Conclusions

Clinical investigations support the notion that stress contributes to visceral hypersensitivity of the gut, and experimental models have been developed that recapture some of the features observed in IBS patients with regard to stress-related hyperalgesia, sex differences, and comorbidity with anxiety/depression. Tremendous progress in our understanding of the biochemical coding of stress, in particular, as it relates to the characterization and brain distribution of CRF ligands, and CRF receptor subtypes and the development of selective CRF antagonists, have allowed us to gain insight into the underlying mechanisms of stress-related gut responses including visceral pain. Converging experimental data using pharmacologic approaches in various models support the notion that the activation of brain CRF1-signaling pathways contributes to the development of visceral hyperalgesia induced by various extero-ceptive or interoceptive stressors, as well as in models of genetically anxiety prone strains.
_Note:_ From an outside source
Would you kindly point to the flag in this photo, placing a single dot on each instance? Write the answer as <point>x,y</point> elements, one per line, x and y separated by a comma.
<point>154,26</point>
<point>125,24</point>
However, there is a glaring lack of knowledge of how dysregulation of the CRF-signaling pathways impact brain circuitry regulating visceral pain at the level of facilitatory and/or inhibitory mechanisms (Fig. 2). In light of the promising functional preclinical reports that CRF1 receptors alleviate acute and chronic stress-induced visceral hyperalgesia to CRD, CRF1 antagonists may provide an additional option for future therapeutic interventions by dampening the behavioral, sacral parasympathetic and gut enteric/mast cell response to stress (161).